Disturbo alla quiete pubblica – esclusione reato

Recentemente, la Suprema Corte (sentenza n. 47830 del 2 dicembre 2013), ha affermato che per potersi configurare la contravvenzione di cui all’art. 659 c.p. (disturbo delle occupazioni o del riposo delle persone) che recita “chiunque, mediante schiamazzi o rumori, ovvero abusando di strumenti sonori o di segnalazioni acustiche, ovvero suscitando o non impedendo strepiti di animali, disturba le occupazioni o il riposo delle persone, ovvero gli spettacoli, i ritrovi o i trattenimenti pubblici, è punito con l’arresto fino a tre mesi o con l’ammenda fino a € 309”, è opportuno che i rumori prodotti, oltre ad essere superiori alla normale tollerabilità, abbiano l’attitudine a diffondersi, in modo da essere idonei a disturbare una pluralità indeterminata di persone. Tanto viene dedotto dalla natura del bene giuridico tutelato: la quiete pubblica e non la tranquillità di singoli soggetti che denunciano la rumorosità altrui.

Nella specie, con sentenza del 24 ottobre 2012 il Tribunale di Catania condannava C.R.A. alla pena di € 200,00 di ammenda in quanto ritenuto responsabile del reato di cui all’art. 659 c.p. per avere disturbato, anche nelle ore notturne, il riposo e le occupazioni di alcuni vicini di casa, con emissioni sonore prodotte dai sistemi di amplificazione utilizzati per suonare la chitarra elettrica, oltre ad ascoltare la radio ad alto volume all’interno della propria abitazione (sita al quarto piano).

Avverso tale decisione proponeva ricorso per Cassazione l’imputato, a mezzo del suo difensore, deducendo l’inosservanza ed erronea applicazione della legge penale in relazione al reato contestato, nonché la contraddittorietà ed illogicità della motivazione della sentenza, in relazione alla ricostruzione della condotta tenuta dallo stesso.

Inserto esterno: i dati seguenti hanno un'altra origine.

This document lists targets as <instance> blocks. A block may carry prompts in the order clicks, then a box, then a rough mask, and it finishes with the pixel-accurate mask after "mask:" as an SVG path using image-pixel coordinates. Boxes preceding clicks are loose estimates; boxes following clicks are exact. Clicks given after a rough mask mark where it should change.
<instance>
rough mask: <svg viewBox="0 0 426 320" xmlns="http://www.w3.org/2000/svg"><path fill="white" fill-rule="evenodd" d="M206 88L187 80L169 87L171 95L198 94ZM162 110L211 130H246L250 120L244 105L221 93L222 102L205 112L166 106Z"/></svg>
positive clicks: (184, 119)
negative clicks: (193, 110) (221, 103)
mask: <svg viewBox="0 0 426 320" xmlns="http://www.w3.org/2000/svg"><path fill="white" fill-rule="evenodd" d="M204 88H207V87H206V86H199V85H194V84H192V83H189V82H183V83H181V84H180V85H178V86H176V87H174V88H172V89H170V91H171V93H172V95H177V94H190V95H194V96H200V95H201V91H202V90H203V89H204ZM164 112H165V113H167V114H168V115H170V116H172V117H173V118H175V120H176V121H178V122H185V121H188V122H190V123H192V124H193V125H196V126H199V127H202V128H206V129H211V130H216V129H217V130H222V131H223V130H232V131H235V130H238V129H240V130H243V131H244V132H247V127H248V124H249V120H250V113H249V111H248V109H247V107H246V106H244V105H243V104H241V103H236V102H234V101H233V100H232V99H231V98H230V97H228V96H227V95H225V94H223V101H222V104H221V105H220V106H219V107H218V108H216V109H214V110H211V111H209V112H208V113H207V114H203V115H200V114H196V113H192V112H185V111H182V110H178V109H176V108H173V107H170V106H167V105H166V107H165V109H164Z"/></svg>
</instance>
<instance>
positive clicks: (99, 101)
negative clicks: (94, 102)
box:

La Corte di Cassazione, oltre ad osservare che la ricostruzione della condotta materiale non è stata effettuata in modo corretto dal Giudice di prime cure, che ha trascurato le prove a discarico (ritenendole non attendibili), rileva che, per configurare la contravvenzione di cui all’art. 659 c.p., secondo l’ormai costante indirizzo giurisprudenziale, (ex plurimis, Cass. pen. n. 3348/1995; Cass. pen. n. 47298/2011) è necessario che i rumori prodotti, oltre ad essere superiori alla normale tollerabilità, abbiano l’attitudine a propagarsi in modo da essere idonei a disturbare una pluralità indeterminata di persone.

Pertanto, sottolineano gli ermellini, quando l’attività disturbante si verifica in un edificio condominiale, come nel caso di specie, per ravvisare la responsabilità penale del soggetto agente “non è sufficiente che i rumori, tenuto conto anche dell’ora notturna o diurna di produzione e della natura delle immissioni, arrechino disturbo o siano idonei a turbare la quiete e le occupazioni dei soli abitanti gli appartamenti inferiori o superiori rispetto alla fonte di propagazione, i quali se lesi, potranno fare valere le loro ragioni in sede civile, azionando i diritti derivanti dai rapporti di vicinato, ma deve ricorrere una situazione fattuale diversa, di oggettiva e concreta idoneità dei rumori ad arrecare disturbo alla totalità degli occupanti del medesimo edificio, oppure a quelli degli stabili prossimi, insomma ad un numero considerevole di soggetti. Soltanto in tali casi potrà dirsi turbata o compromessa la quiete pubblica”.

A tal principio di diritto”, conclude la Corte, “non si è attenuta la sentenza impugnata, di guisa che, non potendosi nel fatto ravvisare gli estremi della fattispecie penale contestata, se ne impone l’annullamento senza rinvio perché il fatto non sussiste”.